Do Agents Think Deeper? A Mechanistic Investigation of Layer-Wise Dynamics in Sequential Planning

Researchers conducted a mechanistic analysis of how large language models allocate computational depth when operating as autonomous agents performing multi-turn planning and tool use. The study reveals that agents progressively recruit deeper layers as task complexity increases, contrasting with prior findings that LLMs underutilize depth in single-turn tasks, suggesting adaptive depth allocation emerges in sequential reasoning scenarios.

This mechanistic study challenges the prevailing assumption that large language models waste their architectural depth on standard tasks by demonstrating that autonomous agent behavior exhibits fundamentally different layer utilization patterns. The research, which analyzed complete agent trajectories across Deep Research, Code Generation, and Tabular Processing domains, employed residual stream probes and causal interventions to map how computational depth scales with reasoning complexity. The findings suggest that as multi-turn agent interactions unfold, models strategically activate increasingly deeper layers, indicating depth serves a critical function in iterative planning and correction.

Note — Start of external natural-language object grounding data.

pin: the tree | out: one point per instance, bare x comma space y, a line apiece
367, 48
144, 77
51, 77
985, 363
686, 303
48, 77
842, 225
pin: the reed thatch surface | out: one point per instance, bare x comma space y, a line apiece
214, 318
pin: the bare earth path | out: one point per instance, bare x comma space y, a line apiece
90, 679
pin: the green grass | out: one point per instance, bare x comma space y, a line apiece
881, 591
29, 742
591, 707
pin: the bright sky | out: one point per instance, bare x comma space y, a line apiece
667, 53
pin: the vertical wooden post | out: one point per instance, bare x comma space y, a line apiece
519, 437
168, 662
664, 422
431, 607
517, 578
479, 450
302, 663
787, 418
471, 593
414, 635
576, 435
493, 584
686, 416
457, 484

The distinction between construction and refinement phases reveals mechanistic insights about how agents operate. Early layers establish semantic directions relatively quickly, while deeper layers contribute essential stabilization of final outputs, particularly in the later turns of agent trajectories. This construction-refinement gap varies across model architectures—pronounced in Qwen and Minimax but more domain-dependent in GLM—suggesting different training approaches yield divergent depth allocation strategies. The shift from feature accumulation toward correction-dominant residual updates indicates agents fundamentally operate through iterative refinement rather than linear feature building.

These findings carry implications for AI system design and optimization. Understanding that agents require genuine depth-dependent computation challenges efficiency assumptions and suggests pruning or distillation strategies optimized for single tasks may be misaligned with agentic workflows. Developers building production agent systems should recognize that depth allocation directly impacts planning quality and multi-step reasoning reliability. Future work should explore whether computational depth correlates with agent performance metrics and whether training procedures can optimize depth utilization specifically for agentic tasks.

• →Autonomous LLM agents progressively recruit deeper layers as trajectories unfold, unlike single-turn tasks where depth utilization remains relatively flat.
• →A substantial gap exists between early semantic construction and deep-layer refinement, with deeper layers essential for stabilizing outputs across multiple reasoning steps.
• →Correction-dominant residual updates in later agent turns indicate agents operate through iterative recalibration rather than accumulated feature building.
• →Depth allocation patterns vary significantly across model families, with Qwen and Minimax showing pronounced construction-refinement gaps while GLM exhibits domain-dependent behavior.
• →These mechanistic findings suggest depth-aware optimization and pruning strategies designed for single tasks may degrade multi-turn agent performance.